Dijital değişim, Türkiye’de üst düzey yöneticiler tarafından destekleniyor. Katılımcıların %90’ı dijital değişim sürecinin liderliğinin üst düzey yöneticiler tarafından üstlenildiğini belirtiyor. Şirketlerin %40’a yakını sürece teknoloji birimleri tarafından liderlik edildiğini, %20’si ise gelecekte de bu birimlerin liderlik etmesini planladıklarını belirtiyor. Ancak, Türkiye’de dijital değişim, henüz ‘bütün bir resim’ olarak ele alınmıyor. Değişim, organizasyonel birimler içerisinde birbirinden bağımsız olarak geliştiriliyor ve yönetilen inisiyatifler çerçevesinde yürütülüyor. Şirketler münferit teknolojilere operasyonel bir odak ile yatırım yapıyorlar.
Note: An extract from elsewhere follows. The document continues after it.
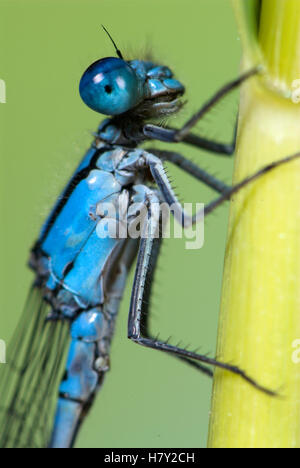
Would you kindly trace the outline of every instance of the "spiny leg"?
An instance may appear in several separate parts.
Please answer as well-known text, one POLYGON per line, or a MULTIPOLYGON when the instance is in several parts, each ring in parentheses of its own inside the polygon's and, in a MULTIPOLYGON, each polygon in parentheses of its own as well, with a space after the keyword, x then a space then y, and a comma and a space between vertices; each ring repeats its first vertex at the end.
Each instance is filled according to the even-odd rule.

Tüketici taleplerinin sektörler üzerinde farklı beklentiler yaratması sebebiyle, dijital teknolojilerin sağlaması beklenen fayda, sektörlere göre farklılaşıyor. Son tüketiciler ile doğrudan temas halindeki B2C şirketlerinin yatırım odakları, B2B şirketlerininkinden oldukça farklılaşıyor. Telekomünikasyon ve Finansal Hizmetler sektörleri dijitalleşmeyi sadece önceliklendirmekle kalmayıp yatırımlarının önemli bir bölümünü dijitalleşmeye ayırıyorlar.”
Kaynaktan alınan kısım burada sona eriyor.